I have found that putting them back in the cage when they bite and letting the others run around is the best method of teaching them, scruff them if they really bite but make sure to support the bum

hope you can get this sorted


----------



## jonc22 (May 1, 2012)

The problem am having with scruffing them is there trying desperately to turn around and latch on to my finger


----------



## SnazzyJazzy (Feb 4, 2012)

i dont know if this will help  




i have trouble scruffing woody as he is huge so i hold him around his middle just under the armpits


----------



## jonc22 (May 1, 2012)

Done all that I went threw a time where one of my other ferrets kept trying to bite me while playing and that was easy sorted by don't this but these don't seem to want to play but just bite am wondering if their just trying to be the boss or they can tell am a bit scared to go near them. Think its time to get a pair of gloves and start having a bit of time with them but one at a time


----------



## SnazzyJazzy (Feb 4, 2012)

Good luck


----------



## jonc22 (May 1, 2012)

SnazzyJazzy said:


> Good luck


Thanks think my finger's will need it. Think am just weary as last year I got bit by someone's ferret that nearly had my thumb off. It bit right in to my thumb and wouldn't let go it was like someone had just whacked my thumb with a big lump hammer


----------



## wraig ffured (Mar 29, 2012)

With almost ALL rescue animals, you don't know the background of these two ferrets - the poor little mites could have gone through hell and back and could be biting out of fear. By using the scruffing method you could actually do more damage; you want them to associate hands & being held with nice things.

When I got my last ferret, he was a rescue & about 3 months old. He'd had a particularly nasty start to life and was exactly the same as your two - biting for blood, but it was just because he was scared. What I did was gave him treats by hand and whilst he was busy eating them I'd give him a stroke to let him know "hey, this is ok y'know"  With your two I'd say defo try that, and talk to them as well to reassure them (I couldn't with Bobbin as he's deaf...well I could but I woulda looked an idiot!)

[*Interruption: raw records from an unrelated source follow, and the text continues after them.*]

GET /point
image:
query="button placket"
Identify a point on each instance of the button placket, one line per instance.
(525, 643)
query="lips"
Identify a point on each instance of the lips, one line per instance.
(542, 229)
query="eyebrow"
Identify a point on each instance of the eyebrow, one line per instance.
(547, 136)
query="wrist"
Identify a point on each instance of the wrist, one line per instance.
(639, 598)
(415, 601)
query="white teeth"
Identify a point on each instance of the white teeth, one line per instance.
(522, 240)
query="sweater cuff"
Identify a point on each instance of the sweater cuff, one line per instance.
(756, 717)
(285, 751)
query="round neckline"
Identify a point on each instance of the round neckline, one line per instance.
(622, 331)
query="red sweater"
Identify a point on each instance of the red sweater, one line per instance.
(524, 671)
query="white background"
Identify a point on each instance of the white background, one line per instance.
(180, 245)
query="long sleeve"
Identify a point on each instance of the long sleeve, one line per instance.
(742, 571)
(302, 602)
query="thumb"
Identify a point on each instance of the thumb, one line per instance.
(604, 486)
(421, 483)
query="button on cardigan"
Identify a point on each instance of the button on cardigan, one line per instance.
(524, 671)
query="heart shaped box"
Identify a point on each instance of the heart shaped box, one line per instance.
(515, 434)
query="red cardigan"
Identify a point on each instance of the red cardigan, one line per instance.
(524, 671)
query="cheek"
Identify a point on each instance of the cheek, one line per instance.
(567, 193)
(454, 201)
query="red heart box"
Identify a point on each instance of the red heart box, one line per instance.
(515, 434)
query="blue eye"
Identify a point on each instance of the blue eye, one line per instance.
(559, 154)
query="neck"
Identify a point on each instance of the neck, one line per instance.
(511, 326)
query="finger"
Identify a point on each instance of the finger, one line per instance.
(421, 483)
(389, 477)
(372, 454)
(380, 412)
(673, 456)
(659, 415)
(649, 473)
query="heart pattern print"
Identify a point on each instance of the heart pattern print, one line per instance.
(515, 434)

I really would discourage you using the gloves as that can make them a tad hand shy, I know a lot of people who keep workers solely for that purpose use gloves but that's because they don't have a need to nip train. It can also encourage them to bite as when they go for the gloves, you don't feel it ergo they think it's ok

I know exactly what you're going through though, out of my five he was the only one who's background had been shady so it was all new to me, but after the TLC approach he's really coming round - had him since October last year and the change is amazing. Good luck! :thumbsup:


----------



## jonc22 (May 1, 2012)

I need to start something before its to late and to be honest I don't really want to take them back as I would feel I was being cruel and giving up on them. How long did it take for him to change


----------



## Crackers68 (May 6, 2012)

Try putting on a pair of welding type gloves to protect your hands, then handle them as you would normally, if they go to bite you grab them by the scruff of the neck and pull them along the floor and hiss, i know this sounds really silly but with all my ferrets i did this and now i can trust them at all times.


----------



## jonc22 (May 1, 2012)

Am trying to find a good pair of gloves at the moment something that if they do bite it wont hurt as much and something i can still move my fingers in


----------